Il Procuratore Nazionale Antimafia Pietro Grasso (al centro) |
L’aula 5 della Facoltà di Scienze politiche è colma. Stracolma. C’è una bella energia, un’aria di partecipazione e di impegno, un non so che di vitale. Sono tantissimi gli studenti che oggi, in una Perugia assolata, ascoltano attenti le parole di Pietro Grasso. Il Procuratore Nazionale Antimafia ci tiene ad incontrare i giovani che, spiega, incarnano la speranza nel cambiamento. Lui che, proprio da giovane, anzi da giovanissimo, decise che il suo sogno sarebbe stato quello di diventare magistrato. «Sono cresciuto in una Palermo le cui strade erano lastricate dal sangue dei cadaveri: a 24 anni ero magistrato.
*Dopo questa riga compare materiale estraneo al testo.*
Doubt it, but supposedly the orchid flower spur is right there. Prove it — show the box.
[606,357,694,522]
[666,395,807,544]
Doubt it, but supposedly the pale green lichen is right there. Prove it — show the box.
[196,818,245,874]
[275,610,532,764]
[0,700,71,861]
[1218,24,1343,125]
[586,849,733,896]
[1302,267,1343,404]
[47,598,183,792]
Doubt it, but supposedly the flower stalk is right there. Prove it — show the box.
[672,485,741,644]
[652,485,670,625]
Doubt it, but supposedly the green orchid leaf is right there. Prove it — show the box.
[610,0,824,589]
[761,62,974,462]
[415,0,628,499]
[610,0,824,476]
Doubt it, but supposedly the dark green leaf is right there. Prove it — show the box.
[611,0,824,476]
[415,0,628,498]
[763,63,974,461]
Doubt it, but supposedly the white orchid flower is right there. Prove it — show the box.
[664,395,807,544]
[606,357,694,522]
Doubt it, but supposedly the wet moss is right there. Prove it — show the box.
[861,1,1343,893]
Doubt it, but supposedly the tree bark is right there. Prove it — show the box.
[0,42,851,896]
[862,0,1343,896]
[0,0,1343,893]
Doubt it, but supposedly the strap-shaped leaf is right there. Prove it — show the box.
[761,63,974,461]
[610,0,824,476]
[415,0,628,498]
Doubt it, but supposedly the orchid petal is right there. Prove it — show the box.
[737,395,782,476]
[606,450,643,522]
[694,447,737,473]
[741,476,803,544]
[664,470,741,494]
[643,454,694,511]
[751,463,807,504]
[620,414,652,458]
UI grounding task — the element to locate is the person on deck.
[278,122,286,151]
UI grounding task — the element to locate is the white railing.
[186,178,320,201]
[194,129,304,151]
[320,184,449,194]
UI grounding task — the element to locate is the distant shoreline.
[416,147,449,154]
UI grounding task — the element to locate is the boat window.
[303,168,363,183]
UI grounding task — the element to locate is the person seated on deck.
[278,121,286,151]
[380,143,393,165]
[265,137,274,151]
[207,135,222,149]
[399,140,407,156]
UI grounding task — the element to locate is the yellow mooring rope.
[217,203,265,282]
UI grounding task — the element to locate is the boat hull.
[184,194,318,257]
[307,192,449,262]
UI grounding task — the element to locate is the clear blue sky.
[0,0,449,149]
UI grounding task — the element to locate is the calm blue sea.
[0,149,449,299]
Volevo capire il perché, il perché di quelle vittime». «A 25 mi sono sposato e a 26 avevo dei figli», aggiunge soddisfatto. Pretore a Barrafranca prima, procuratore al Tribunale di Palermo poi, dal 2005 è a capo della Direzione Nazionale Antimafia. È il “maxiprocesso” (1986 -87) la vera e propria svolta nella vita (da quel giorno è sotto scorta) e nella carriera di Pietro Grasso. E in quell’occasione redige una sentenza di circa 7 mila pagine, scritte in 8 mesi di durissimo lavoro, «perchè non si trattava semplicemente di processare l’associazione, ma tutti i delitti che questa aveva perpetrato in ben dieci anni».
Ma
che cosa è la mafia? Quale è la
sua struttura, come è organizzata, come vengono intessute le sue relazioni
esterne? Guai a ritenerla mera realtà romanzesca sul modello de Il Padrino,
spiega Grasso, men che meno problema etnico della sola Sicilia («la linea
della Palma si sposta sempre più verso nord», avvertiva Leonardo Sciascia). «La mafia – continua il Procuratore –
non è solo un’organizzazione criminale, è qualcosa di più», la Mafia è furba
e approfitta, rapace e avida, delle assenze dello Stato: si sostituisce alla giustizia, fornisce servizi,
dà lavoro. Una sorta di “welfare criminale”, al posto di quello legittimo che –
in molte parti del Paese – tarda a venire o non è mai arrivato. E poi c’è la
mafia contemporanea, quella delle reti di affari, sempre più difficile da
decifrare, in quanto sfugge all’elementare rapporto corrotto-corruttore. È il tempo delle società multiservizi e
il mafioso – abbandonati lupara e coppola – indossa giacca, cravatta e
ventiquattrore.
Numerosissimi gli studenti alla lezione di Piero Grasso |
Immancabili
e numerosissimi i riferimenti – intensi ma privi di retorica – ai colleghi Falcone
e Borsellino: «hanno posto le basi
per la lotta alla criminalità organizzata. È grazie a loro se oggi
cominciano ad arrivare i primi risultati». Ma ancora molta è la strada da fare. Già perché, come una tela di
Penelope, la lotta alla mafia è fatta di slanci in avanti e battute d’arresto:
per funzionare, deve essere continua e continuativa e vince solo se viene
valorizzato il lavoro che altri hanno svolto in precedenza.
Oggi
più che mai – è l’appello genuino di un uomo che crede nella giustizia – serve una
cultura della legalità, che non
è solo rispetto delle regole, ma soprattutto sistema di principi, ideali e
valori. Servono (buone) utopie e fiducia nel cambiamento. Al bando i falsi miti
e la rassegnazione.
«Perché la legalità è la forza dei deboli». E può essere dirompente.